Perkembangan Muhammadiyah ternyata sangat cepat. Beberapa tahun setelah berdiri saja, telah berdiri cabang-cabang Muhammadiyah. Di Srandakan, Wonosari, Imogiri, dan lain sebagainya. Untuk menghindari hal-hal yang tidak diinginkan terjadi saat itu Pemerintah Hindia Belanda tidak merestui perkembangan Muhammadiyah, karena awalnya hanya diberikan izin untuk bergerak di daerah Yogyakarta saja– akhirnya di luar Yogyakarta, cabang Muhammadiyah berdiri dengan nama lain.

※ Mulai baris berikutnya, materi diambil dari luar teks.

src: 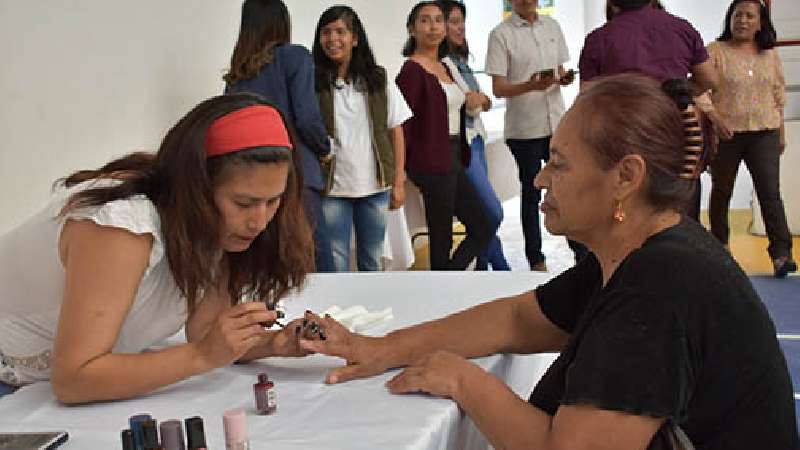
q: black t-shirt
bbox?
[529,220,798,450]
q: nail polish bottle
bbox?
[142,420,162,450]
[120,429,136,450]
[184,416,206,450]
[158,420,186,450]
[128,414,153,450]
[222,408,250,450]
[253,373,278,416]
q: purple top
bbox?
[396,59,470,174]
[578,6,708,81]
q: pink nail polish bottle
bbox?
[253,373,278,416]
[222,408,250,450]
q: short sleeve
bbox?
[578,31,600,81]
[553,20,569,65]
[64,195,164,274]
[536,253,602,334]
[484,25,508,77]
[386,80,412,128]
[561,283,694,424]
[769,49,786,109]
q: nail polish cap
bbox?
[142,420,158,450]
[222,408,247,445]
[184,416,206,450]
[120,429,136,450]
[158,420,186,450]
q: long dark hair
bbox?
[717,0,778,51]
[222,0,292,85]
[572,74,694,211]
[403,1,447,59]
[60,93,313,309]
[439,0,469,59]
[311,5,386,93]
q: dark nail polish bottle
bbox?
[183,416,206,450]
[253,373,278,415]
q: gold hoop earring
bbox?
[614,200,625,223]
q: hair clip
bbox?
[678,104,703,180]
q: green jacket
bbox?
[317,67,395,193]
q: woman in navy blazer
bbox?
[223,0,333,272]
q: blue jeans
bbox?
[322,191,389,272]
[303,186,333,272]
[0,381,17,397]
[466,136,511,270]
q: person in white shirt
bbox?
[441,0,511,270]
[312,5,411,272]
[0,94,314,404]
[485,0,586,271]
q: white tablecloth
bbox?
[0,272,554,450]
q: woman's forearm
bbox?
[381,291,568,367]
[453,365,553,450]
[51,343,214,404]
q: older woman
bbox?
[301,75,798,450]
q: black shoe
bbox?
[772,256,797,278]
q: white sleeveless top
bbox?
[0,181,187,386]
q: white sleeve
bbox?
[553,20,569,65]
[386,80,413,129]
[484,28,508,77]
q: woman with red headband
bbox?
[0,94,313,404]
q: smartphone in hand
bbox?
[0,431,69,450]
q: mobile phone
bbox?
[0,431,69,450]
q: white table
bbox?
[0,272,555,450]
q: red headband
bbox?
[206,105,293,157]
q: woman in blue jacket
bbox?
[223,0,333,272]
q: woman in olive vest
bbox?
[312,6,411,272]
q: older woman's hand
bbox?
[386,351,485,401]
[300,312,391,384]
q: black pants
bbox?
[408,139,496,270]
[506,136,588,267]
[708,130,792,259]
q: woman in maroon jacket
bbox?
[397,1,495,270]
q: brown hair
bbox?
[574,74,693,210]
[222,0,291,85]
[61,93,313,309]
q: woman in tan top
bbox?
[708,0,797,277]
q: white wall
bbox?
[0,0,413,233]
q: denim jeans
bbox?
[466,136,511,270]
[708,130,792,259]
[322,191,389,272]
[506,136,589,268]
[0,381,17,398]
[303,187,333,272]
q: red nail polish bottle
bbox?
[253,373,278,415]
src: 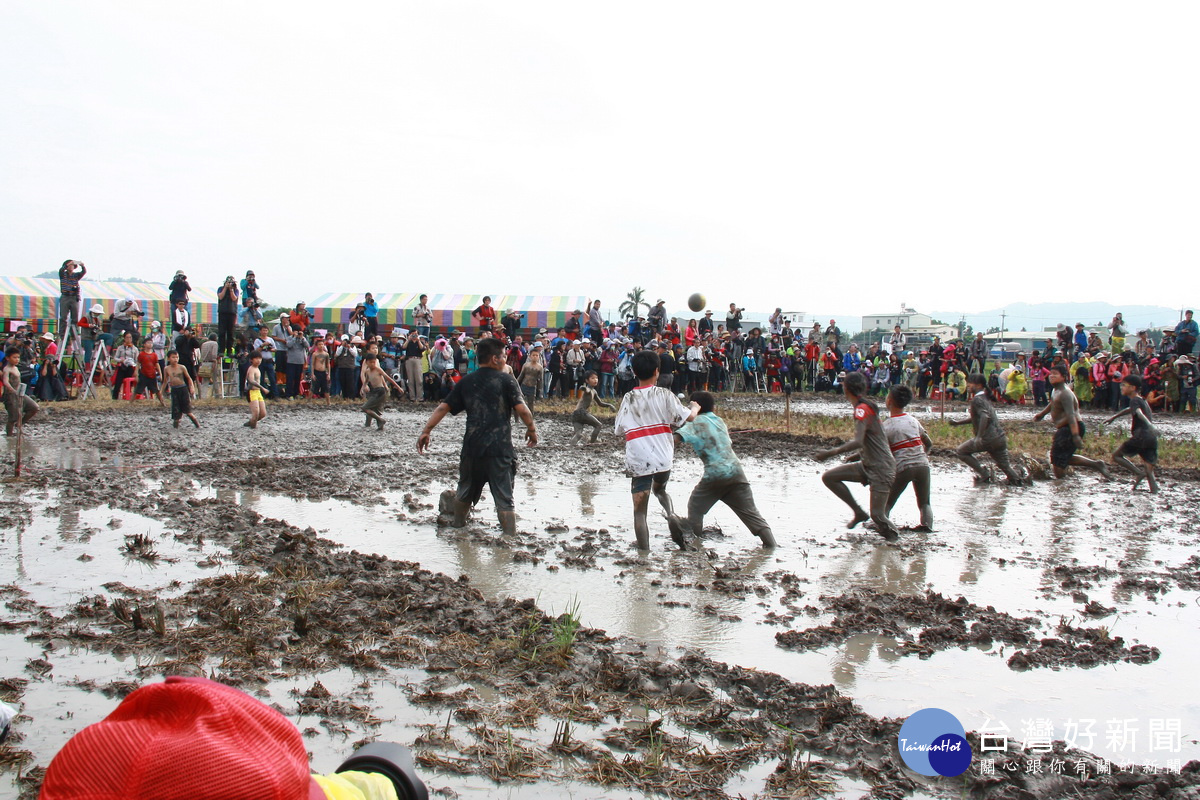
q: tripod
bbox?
[79,339,113,399]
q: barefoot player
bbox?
[1033,363,1109,479]
[816,372,900,542]
[676,392,775,547]
[244,350,266,428]
[1104,374,1158,492]
[950,372,1024,486]
[883,385,934,534]
[362,350,404,431]
[416,337,538,536]
[158,350,200,428]
[614,350,700,551]
[4,348,38,437]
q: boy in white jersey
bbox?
[614,350,700,551]
[883,386,934,533]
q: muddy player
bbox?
[676,391,775,547]
[308,339,330,405]
[416,337,538,535]
[362,350,404,431]
[950,372,1025,486]
[815,372,900,542]
[1033,363,1109,477]
[0,348,41,437]
[571,371,617,446]
[242,350,266,428]
[883,386,934,534]
[158,350,200,428]
[1104,375,1158,492]
[614,350,700,551]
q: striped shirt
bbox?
[883,414,929,469]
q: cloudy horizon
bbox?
[0,2,1200,321]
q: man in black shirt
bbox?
[416,338,538,535]
[217,275,238,355]
[929,336,946,386]
[174,327,204,380]
[659,342,678,389]
[58,259,88,342]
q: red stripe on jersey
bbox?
[625,425,671,441]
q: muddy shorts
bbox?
[1050,420,1086,468]
[456,453,517,511]
[1117,437,1158,464]
[362,386,388,411]
[170,386,192,420]
[629,469,671,494]
[842,461,896,494]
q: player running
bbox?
[1104,374,1158,492]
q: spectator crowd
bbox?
[6,266,1198,422]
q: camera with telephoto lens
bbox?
[337,741,430,800]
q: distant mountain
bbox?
[930,302,1180,331]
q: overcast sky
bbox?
[0,0,1200,314]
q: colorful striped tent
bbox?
[0,277,217,329]
[308,294,587,330]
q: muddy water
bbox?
[0,410,1200,798]
[220,458,1200,760]
[727,393,1200,441]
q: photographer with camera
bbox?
[58,259,88,342]
[500,308,524,341]
[288,301,312,333]
[584,300,604,347]
[217,275,239,355]
[725,302,745,337]
[240,270,263,327]
[40,675,430,800]
[362,291,379,342]
[167,270,192,308]
[112,297,143,343]
[170,300,192,333]
[413,294,433,338]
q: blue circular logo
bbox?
[896,709,972,777]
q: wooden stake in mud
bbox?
[13,384,25,477]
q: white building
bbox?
[862,303,934,331]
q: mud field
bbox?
[0,401,1200,799]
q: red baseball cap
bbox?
[38,676,325,800]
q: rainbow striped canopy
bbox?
[308,294,587,330]
[0,277,217,325]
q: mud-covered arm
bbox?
[416,402,450,453]
[814,420,866,461]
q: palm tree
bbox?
[617,287,650,317]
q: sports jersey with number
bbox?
[883,414,929,469]
[854,401,896,473]
[614,386,691,477]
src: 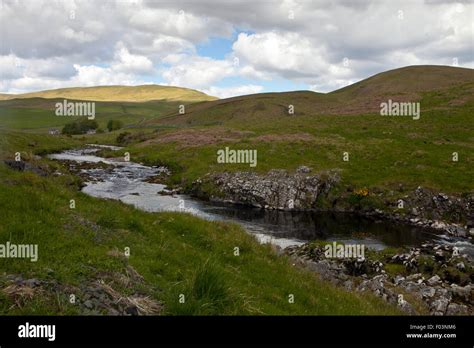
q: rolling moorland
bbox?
[0,66,474,314]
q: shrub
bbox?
[107,120,123,132]
[62,120,99,135]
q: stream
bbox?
[49,145,472,253]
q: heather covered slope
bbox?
[146,66,474,125]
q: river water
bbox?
[49,145,472,250]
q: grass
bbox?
[0,85,216,102]
[0,65,474,315]
[0,133,399,315]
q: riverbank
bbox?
[0,134,401,315]
[186,166,474,241]
[283,243,474,315]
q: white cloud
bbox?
[112,42,153,74]
[162,56,235,89]
[0,0,474,95]
[202,85,263,98]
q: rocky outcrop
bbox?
[284,243,474,315]
[189,166,474,239]
[3,160,48,176]
[192,166,339,210]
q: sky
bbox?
[0,0,474,98]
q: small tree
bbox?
[107,120,123,132]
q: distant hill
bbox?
[148,65,474,125]
[0,85,217,102]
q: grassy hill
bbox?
[0,85,217,102]
[119,66,474,193]
[150,66,474,125]
[0,130,401,315]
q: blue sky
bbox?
[0,0,474,98]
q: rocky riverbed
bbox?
[189,166,474,239]
[283,243,474,315]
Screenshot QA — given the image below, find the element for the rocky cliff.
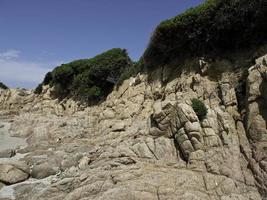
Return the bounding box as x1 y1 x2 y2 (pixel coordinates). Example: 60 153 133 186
0 56 267 200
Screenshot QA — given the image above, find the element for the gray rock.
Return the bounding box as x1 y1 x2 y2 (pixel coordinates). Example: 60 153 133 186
0 149 16 158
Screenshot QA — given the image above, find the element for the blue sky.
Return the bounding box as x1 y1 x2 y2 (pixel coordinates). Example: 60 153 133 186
0 0 203 88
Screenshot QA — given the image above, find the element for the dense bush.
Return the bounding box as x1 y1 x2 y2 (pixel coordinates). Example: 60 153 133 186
192 99 208 120
0 82 8 90
36 48 133 102
144 0 267 68
34 84 43 94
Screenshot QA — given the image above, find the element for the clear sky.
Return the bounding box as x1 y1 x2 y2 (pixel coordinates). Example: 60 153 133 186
0 0 203 88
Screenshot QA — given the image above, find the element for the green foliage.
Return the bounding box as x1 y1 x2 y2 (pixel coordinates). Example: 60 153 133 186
34 83 43 94
43 72 53 85
43 48 132 102
117 58 144 85
0 82 8 90
144 0 267 67
192 99 208 120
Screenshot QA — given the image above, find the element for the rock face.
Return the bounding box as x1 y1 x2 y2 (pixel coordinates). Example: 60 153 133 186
0 163 29 184
0 57 267 200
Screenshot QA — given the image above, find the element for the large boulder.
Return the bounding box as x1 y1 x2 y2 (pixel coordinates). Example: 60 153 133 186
0 164 29 184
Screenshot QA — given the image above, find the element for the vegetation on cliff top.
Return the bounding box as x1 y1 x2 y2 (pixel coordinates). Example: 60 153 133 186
0 82 8 90
35 48 136 102
144 0 267 68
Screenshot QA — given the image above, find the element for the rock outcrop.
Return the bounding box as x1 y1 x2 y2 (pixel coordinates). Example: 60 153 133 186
0 57 267 200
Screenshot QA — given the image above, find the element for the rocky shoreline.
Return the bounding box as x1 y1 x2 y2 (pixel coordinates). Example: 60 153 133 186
0 56 267 200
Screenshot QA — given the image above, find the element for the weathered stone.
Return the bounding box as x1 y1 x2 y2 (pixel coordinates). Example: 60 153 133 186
0 164 29 184
0 149 16 158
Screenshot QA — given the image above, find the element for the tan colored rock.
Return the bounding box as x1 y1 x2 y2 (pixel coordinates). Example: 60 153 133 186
0 164 29 184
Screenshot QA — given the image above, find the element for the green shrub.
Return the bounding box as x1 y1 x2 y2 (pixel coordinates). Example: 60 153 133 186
144 0 267 68
34 83 43 94
43 72 53 85
0 82 8 90
38 48 133 102
192 99 208 120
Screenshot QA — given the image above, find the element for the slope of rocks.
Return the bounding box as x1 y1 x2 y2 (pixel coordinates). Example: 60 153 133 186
0 57 267 200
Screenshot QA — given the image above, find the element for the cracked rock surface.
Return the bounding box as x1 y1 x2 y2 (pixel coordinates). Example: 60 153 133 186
0 57 267 200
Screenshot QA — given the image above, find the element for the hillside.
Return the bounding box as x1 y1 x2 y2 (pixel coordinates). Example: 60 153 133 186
0 82 8 90
144 0 267 68
0 0 267 200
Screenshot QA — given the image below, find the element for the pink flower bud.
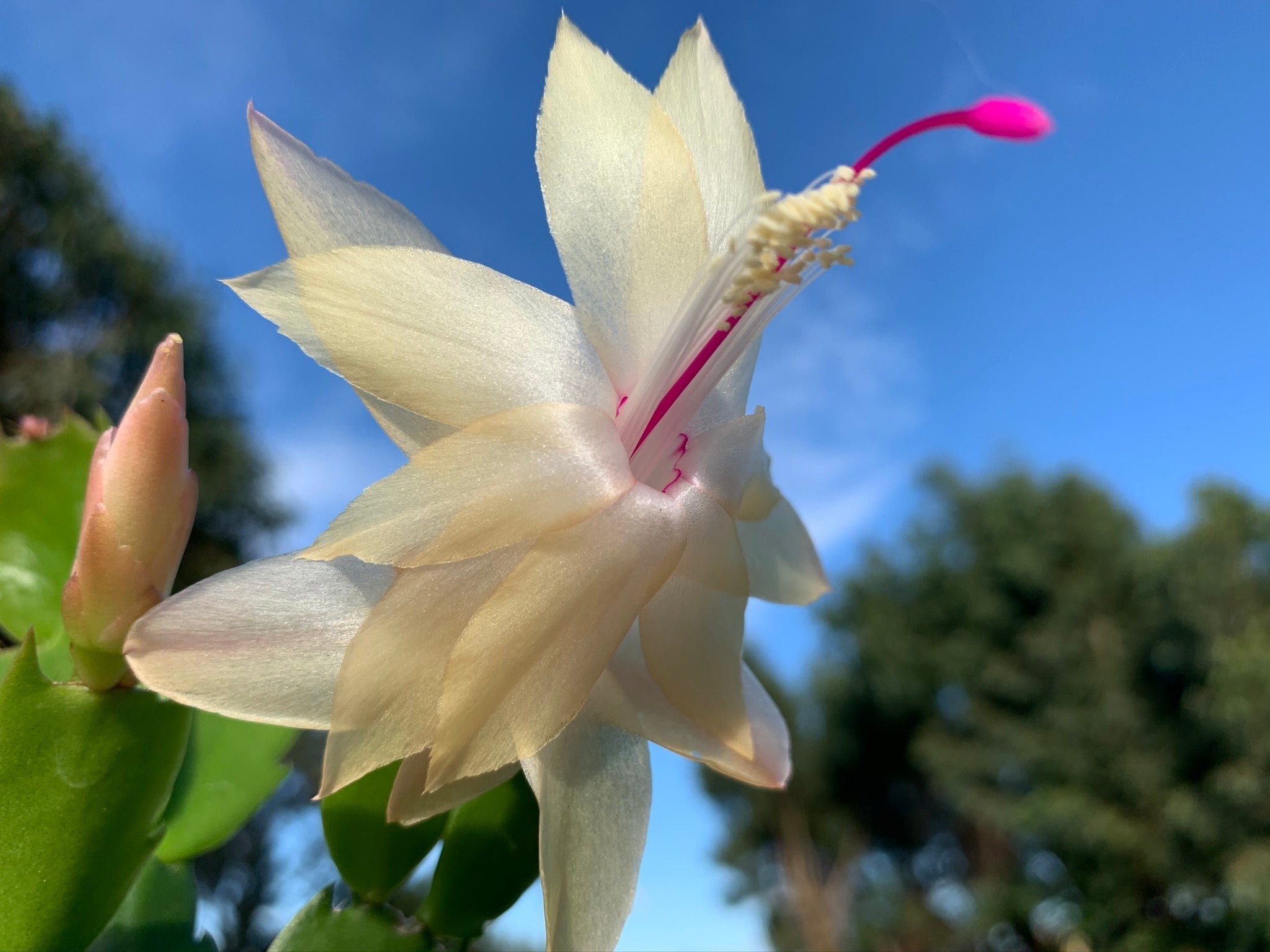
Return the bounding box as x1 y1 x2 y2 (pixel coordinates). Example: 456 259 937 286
62 334 198 689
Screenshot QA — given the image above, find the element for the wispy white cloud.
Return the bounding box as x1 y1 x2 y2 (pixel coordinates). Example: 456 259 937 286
753 274 921 553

Sebut saja Nurul Islam di Pekalongan, Al-Munir di Makassar, Ahmadiyah di Garut, dan perkumpulan SATF (Shiddiq, Amanah, Tabligh, Fathonah) di Surakarta. Mulailah berturut-turut, Muhammadiyah mendirikan sekolah. Di Karangkajen, Yogyakarta pada 1913, di Lempuyangan tahun 1915, di Pasar Gede (Kota Gede) tahun1916, dan seterusnya. Tahun 1918 didirikanlah sekolah bagi calon guru agama yang dinamakan Qismul Arqa. Qismul Arqa ini yang kemudian kelak menjadi Madrasah Mu’allimin dan Mu’allimaat Muhammadiyah Yogyakarta, sekolah kader enam tahun yang dikelola langsung oleh Pimpinan Pusat Muhammadiyah. Pada 1915, majalah Soewara Moehammadijah diterbitkan, menggunakan Bahasa dan huruf Jawa. Majalah Soewara Moehammadijah dipimpin oleh Haji Fachrodin, dengan anggota redaksi: H. Ahmad Dahlan, H.M. Hisyam, R.H. Djalil, M. Siradj, Soemodirdjo, Djojosugito dan R.H. Hadjid. Dalam penerbitan edisi itu disebutkan pengelola administrasi: H.M. Ma’roef dibantu Achsan B. Wadana, dengan alamat redaksi dan tata usaha di Jagang Barat, Kauman, Yogyakarta. Terbitan tahun pertama dicetak di Percetakan Pakualaman. Berikutnya pembentukan organisasi kaum perempuan Muhammadiyah, yaitu ‘Aisyiyah. Perkumpulan Muhammadiyah Isteri ini kemudian menjadi organisasi otonom khusus, ‘Aisyiyah diresmikan pada 27 Rajab 1335 H/19 Mei 1917 dalam perhelatan akbar yang meriah bertepatan dengan momen Isra Mi’raj Nabi Muhammad. Sembilan perempuan terpilih sebagai sang pemula kepemimpinan ‘Aisyiyah. Mereka antara lain adalah Siti Bariyah, Siti Dawimah, Siti Dalalah, Siti Busyro (putri KHA Dahlan), Siti Dawingah, dan Siti Badilah Zuber. Siti Bariyah mendapatkan amanah sebagai ketua pertama aisyiah

3.      KEPEMIMPINAN MUHAMMADIYAH 100 TAHUN

Sejak 1912 sampai 2017 persyarikatan Muhammadiyah telah melakukan permusyawaratan pimpinan tingkat pusat/nasional sebanyak 46 kali. Tahun 1912 sampai dengan 1925 dalam bentuk Rapat Tahunan yang diselenggarakan setiap tahun (Rapat Tahunan ke 1 -14). Tahun 1926-1941 dengan nama Kongres Tahunan (Kongres ke 15-30). Tahun 1944 (masa pendudukan Jepang) permusyawaratan tersebut di diberi nama Muktamar Darurat. Tahun 1946 diselenggarakan Silaturahmi se-Jawa. Tahun 1950 diselenggarakan lagi permusyawaratan nasional dengan nama Muktamar ke- 31. Sampai Muktamar ke-40 (1978) permusyawaratan ini diselenggarakan dalam selang waktu 3 tahunan. Baru mulai Muktamar ke-41 (1985) sampai terakhir Muktamar 1 Abad (ke-46, tahun 2010) muktamar diselenggarakan dalam selang waktu 5 tahun.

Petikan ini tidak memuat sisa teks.